Miguel passou a tarde com amigos, andando e se exercitando. Não estava muito afim de voltar para casa, mesmo já sendo noite e o tempo começando a esfriar. Durante o dia, podia sair de camiseta, mas com a noite chegava o frio.
Com o suéter fino, ele logo começou a sentir frio e, finalmente, decidiu voltar para casa, já sabendo o que o esperava. Um pai embriagado, roncando no sofá da sala, e uma mãe preocupada na cozinha.
Miguel subiu as escadas e parou surpreso. A porta estava aberta. Isso não parecia certo, já que sua mãe sempre trancava quando Tiago saía. Ele tinha feito algo? Miguel fechou os punhos e entrou no corredor, fechando a porta atrás de si.
— Mãe, você está aí? Está tudo bem?
Ele acendeu a luz na sala, nem pensando que poderia acordar o pai, mas ele não estava lá. Tiago não estava no quarto também.
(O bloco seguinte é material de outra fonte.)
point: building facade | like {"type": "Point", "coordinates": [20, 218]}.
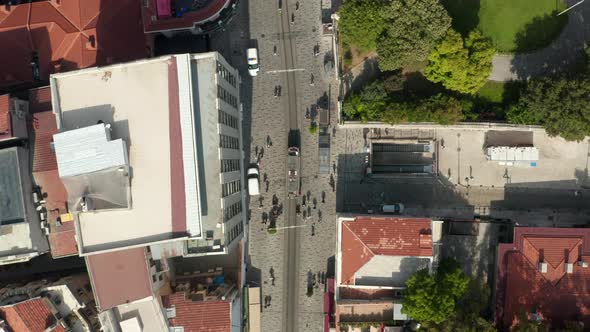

Isso fez Miguel se sentir ainda mais nervoso, então correu para a cozinha, esperançoso de que ela estivesse lá.
— Mãe, você está aqui? — ele acionou o interruptor e praguejou em voz baixa.
Sofia estava caída no chão, aparentemente, tinha batido a cabeça na bancada. Ela estava inconsciente, e Miguel respirou aliviado ao perceber que ainda estava respirando.
— Alô, emergência? Venham rápido, alguém está mal aqui! — Miguel quase não conseguia pensar em como falar.
— O que aconteceu? Quem está mal? — respondeu uma voz bastante indiferente.
— Meu pai… Ele bateu na minha mãe… Ela está inconsciente, venham rápido…
Miguel informou o endereço e depois chamou a polícia. Ele estava decidido a não deixar seu pai sem punição. Como alguém pode viver em paz levantando a mão contra os mais fracos? Aqueles que deveriam ser protegidos?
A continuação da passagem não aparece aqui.